You can get turn-based strategy games, but they aren’t RTSes.
It depends on what you’re looking for. There are more hard-warsim oriented games at Matrix Games, though a number of those are also available on Steam these days.
The allure to me is the economy. If it doesn’t have free trading, especially difficult trading (requiring an out-of-game web site like D2JSP), it’s not exciting for me to just get items that only affect me. Diablo II and D2R are the only ARPGs that feel super exciting for me to find something rare, because there’s actually a sense of value to the items.
HoMM is a turn-based strategy game, not RPG (with the notable exception of HoMM IV where you had real hero development). That said, there was a genre of RPG’s, which used to be very popular in the 80s and 90s, and which all but disappeared. Those were party-based first-person RPG’s with turn based (or close to it) combat. Popularized by Wizardry, and followed by Might and Magic, they inspired other series like the Ishar Trilogy. Other games employed real-time combat, but slow enough or pausable, to mimic turn-based. Popular series were Eye of the Beholder, Lands of Lore, Dungeon Master, and others. Nowadays, I occasionally see one of these games from independent projects, but it seems that the golden age of this sub-genre has passed.
For RTS I can highly recommend Beyond All Reason (BAR). It’s very similar to Total Annihilation or Supreme Commander and runs on a very performant custom engine. And the best thing: it’s free and open source, even though its still in active development it already has quite a stable playerbase and is extremely polished with a ton of qol features.
If you don’t mind gacha games, I’ve been enjoying Honkai: Star Rail.

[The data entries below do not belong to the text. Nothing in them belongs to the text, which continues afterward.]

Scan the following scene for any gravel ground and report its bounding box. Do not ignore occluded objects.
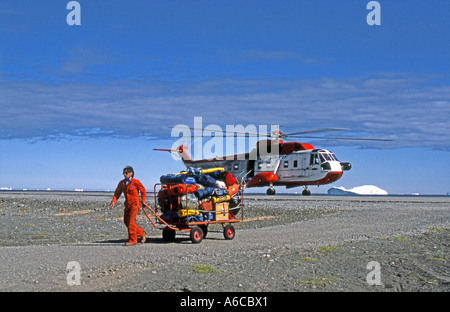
[0,192,450,293]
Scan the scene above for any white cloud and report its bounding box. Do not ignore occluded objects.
[0,75,450,150]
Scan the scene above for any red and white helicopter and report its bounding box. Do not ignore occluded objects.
[155,128,390,195]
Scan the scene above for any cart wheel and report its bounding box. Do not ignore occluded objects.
[223,224,236,240]
[199,224,208,238]
[163,229,176,242]
[190,226,203,244]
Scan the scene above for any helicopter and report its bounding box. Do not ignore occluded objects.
[155,128,390,196]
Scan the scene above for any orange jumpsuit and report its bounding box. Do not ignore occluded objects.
[112,178,146,244]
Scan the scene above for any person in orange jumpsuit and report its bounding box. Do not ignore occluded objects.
[109,166,146,246]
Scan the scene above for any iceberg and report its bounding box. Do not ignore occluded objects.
[328,185,388,195]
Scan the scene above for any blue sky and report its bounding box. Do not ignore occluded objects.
[0,0,450,194]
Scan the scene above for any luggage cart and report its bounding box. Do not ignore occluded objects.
[142,183,244,244]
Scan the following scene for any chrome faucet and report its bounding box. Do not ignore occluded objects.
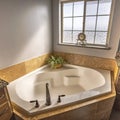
[45,83,51,106]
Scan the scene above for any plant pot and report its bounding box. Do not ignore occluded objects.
[54,64,62,69]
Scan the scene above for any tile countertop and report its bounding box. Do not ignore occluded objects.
[0,79,8,88]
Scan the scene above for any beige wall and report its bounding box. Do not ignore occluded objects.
[0,0,52,69]
[0,54,50,82]
[53,0,120,59]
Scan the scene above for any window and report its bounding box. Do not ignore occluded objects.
[61,0,112,46]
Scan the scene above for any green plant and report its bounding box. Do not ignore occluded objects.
[47,55,65,68]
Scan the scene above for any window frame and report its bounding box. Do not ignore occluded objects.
[59,0,114,50]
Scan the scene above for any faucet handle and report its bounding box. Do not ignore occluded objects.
[57,95,65,103]
[30,100,40,108]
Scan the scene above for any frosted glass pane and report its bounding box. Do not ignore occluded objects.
[85,32,95,44]
[74,2,84,16]
[73,17,83,30]
[96,16,109,31]
[98,0,112,15]
[95,32,107,45]
[73,31,82,43]
[85,17,96,30]
[63,18,72,30]
[63,31,72,43]
[86,1,98,15]
[63,3,73,17]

The battles are turn based, some of the puzzles and events are a bit reaction time dependent, but not difficult generally.

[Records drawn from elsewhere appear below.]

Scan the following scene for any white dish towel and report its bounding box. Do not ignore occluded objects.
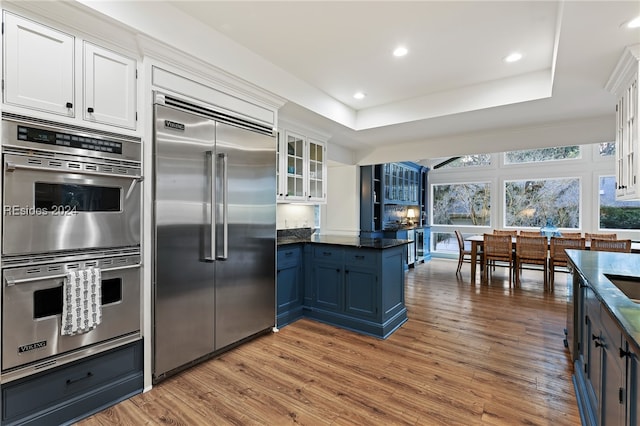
[61,268,102,336]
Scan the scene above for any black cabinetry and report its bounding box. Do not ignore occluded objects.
[360,162,431,264]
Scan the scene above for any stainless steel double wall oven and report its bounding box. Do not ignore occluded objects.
[1,113,142,382]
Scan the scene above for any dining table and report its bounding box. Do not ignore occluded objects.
[465,235,640,283]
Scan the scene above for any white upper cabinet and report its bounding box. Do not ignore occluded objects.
[607,44,640,200]
[4,12,75,117]
[277,130,327,203]
[3,11,137,130]
[83,42,136,129]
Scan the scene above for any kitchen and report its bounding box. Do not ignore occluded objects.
[3,2,636,424]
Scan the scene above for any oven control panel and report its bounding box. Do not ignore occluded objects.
[17,126,122,154]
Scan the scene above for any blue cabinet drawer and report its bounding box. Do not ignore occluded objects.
[2,341,143,425]
[313,245,344,263]
[277,245,302,269]
[345,249,379,266]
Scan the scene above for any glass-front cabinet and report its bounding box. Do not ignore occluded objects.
[277,130,327,203]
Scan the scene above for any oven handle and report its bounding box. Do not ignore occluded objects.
[5,263,142,286]
[5,161,144,182]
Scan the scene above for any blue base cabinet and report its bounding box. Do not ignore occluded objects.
[304,245,407,338]
[1,340,144,426]
[276,244,304,327]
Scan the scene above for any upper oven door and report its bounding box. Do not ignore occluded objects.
[2,154,141,256]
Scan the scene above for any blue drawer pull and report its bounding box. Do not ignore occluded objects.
[67,371,93,385]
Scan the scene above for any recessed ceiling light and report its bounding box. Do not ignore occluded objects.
[626,16,640,28]
[504,52,522,62]
[393,46,409,57]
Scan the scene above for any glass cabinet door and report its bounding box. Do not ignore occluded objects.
[287,134,305,198]
[309,140,325,199]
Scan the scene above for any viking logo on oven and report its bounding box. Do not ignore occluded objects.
[164,120,184,130]
[18,340,47,354]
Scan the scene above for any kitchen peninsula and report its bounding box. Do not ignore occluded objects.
[276,231,410,339]
[566,250,640,425]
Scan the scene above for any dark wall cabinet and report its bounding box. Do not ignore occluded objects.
[573,272,640,426]
[360,163,431,267]
[2,340,144,425]
[277,244,407,338]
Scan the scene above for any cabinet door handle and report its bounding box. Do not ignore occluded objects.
[618,348,631,358]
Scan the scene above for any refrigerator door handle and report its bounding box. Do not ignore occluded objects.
[216,153,229,260]
[204,151,216,262]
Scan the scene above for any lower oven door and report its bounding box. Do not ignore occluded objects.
[2,154,141,256]
[2,256,140,373]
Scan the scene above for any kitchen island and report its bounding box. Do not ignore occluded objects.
[276,235,410,339]
[566,250,640,425]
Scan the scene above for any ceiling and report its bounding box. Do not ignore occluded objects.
[162,1,640,163]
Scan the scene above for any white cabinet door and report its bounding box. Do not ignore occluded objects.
[307,139,327,203]
[83,42,136,129]
[4,12,75,117]
[282,131,307,201]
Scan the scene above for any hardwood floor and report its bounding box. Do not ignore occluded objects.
[79,259,580,426]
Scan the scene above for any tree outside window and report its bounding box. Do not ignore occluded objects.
[504,178,580,229]
[504,145,580,164]
[599,176,640,229]
[432,182,491,226]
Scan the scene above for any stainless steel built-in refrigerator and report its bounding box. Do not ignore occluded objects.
[153,94,276,381]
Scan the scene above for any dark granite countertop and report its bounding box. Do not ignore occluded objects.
[567,250,640,350]
[277,234,411,249]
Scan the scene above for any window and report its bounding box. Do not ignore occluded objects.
[432,182,491,226]
[599,176,640,229]
[598,142,616,157]
[504,178,580,229]
[504,145,580,164]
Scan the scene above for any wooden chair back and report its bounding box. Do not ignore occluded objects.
[492,229,518,237]
[560,232,582,238]
[584,232,618,241]
[549,235,584,266]
[591,238,631,253]
[518,230,542,237]
[484,234,513,262]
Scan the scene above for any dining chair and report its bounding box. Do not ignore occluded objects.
[584,232,618,241]
[515,235,548,291]
[518,230,542,237]
[482,234,514,287]
[560,232,582,238]
[455,229,483,275]
[590,238,631,253]
[549,234,584,291]
[493,229,518,237]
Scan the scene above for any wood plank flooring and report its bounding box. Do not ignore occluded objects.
[78,259,580,426]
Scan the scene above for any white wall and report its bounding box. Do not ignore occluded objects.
[320,164,360,236]
[276,204,314,229]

There’s this open-source, Diablo-like game/engine, called FLARE, which I find interesting in that regard, because the basic gameplay is there. My monkey brain is having fun with it, i.e. getting an endorphine rush, because big numbers go brr.
But they obviously don’t have the budget of Blizzard, to try to hide that that’s what it’s doing.
I think, around 4 times throughout the campaign, you get the same spider model, but this time it’s five levels stronger than last time. 🙃
If you like rougelikes then you’ll get your money out of it. Honestly it’s worth more than that, but it does go on sale occasionally and they’ve already released (in early access) a sequel Hades 2.
Al’right, thank you. I have it on my wishlist, it’s just that I don’t trust games anymore, which is why I wait for better deals. But the positive reviews speak for themselves in this case
I feel like the anime art style can make women of any age look pretty cute - which makes it hard for me to understand why they choose to make all of their combat-experienced, leader-professionals just entering high school or even earlier.
Dana is some sort of friggin leader-priest, and hasn’t even hit puberty. Japan is so weird sometimes.
You specifically called out PoEs passive tree, but honestly the tree isn’t the crazy complicated part of making builds–its finding combinations of mechanics that synergize above average. On the tree sure, but the gear and actual skills are really what makes it crazy. Planning around what items can have what mods and what you can reasonably expect to get on what budget is the real brain disabler for me. I love build crafting, but fuck I hate planning rare tier gear.
I had to take another look to see if they’ve shat the tree up worse somehow. But, no, it’s the same. The tree isn’t complicated to read or even that hard to understand. It’s a tree: you start at the base and make decisions at the branches.
Perhaps it’s an extension of people getting paralyzed by decisions, which I don’t experience, but it’s only difficult if you are in the strange position of “knowing enough about the passive tree to know a build/specific passive exists” but also don’t know the tree enough to figure out how to get there.
If you simply start at the base and just get going, the branching paths quickly add up to an enormous amount of options. If you don’t get any decision paralysis from a tree with literally over a thousand nodes, you might just be a superhuman being.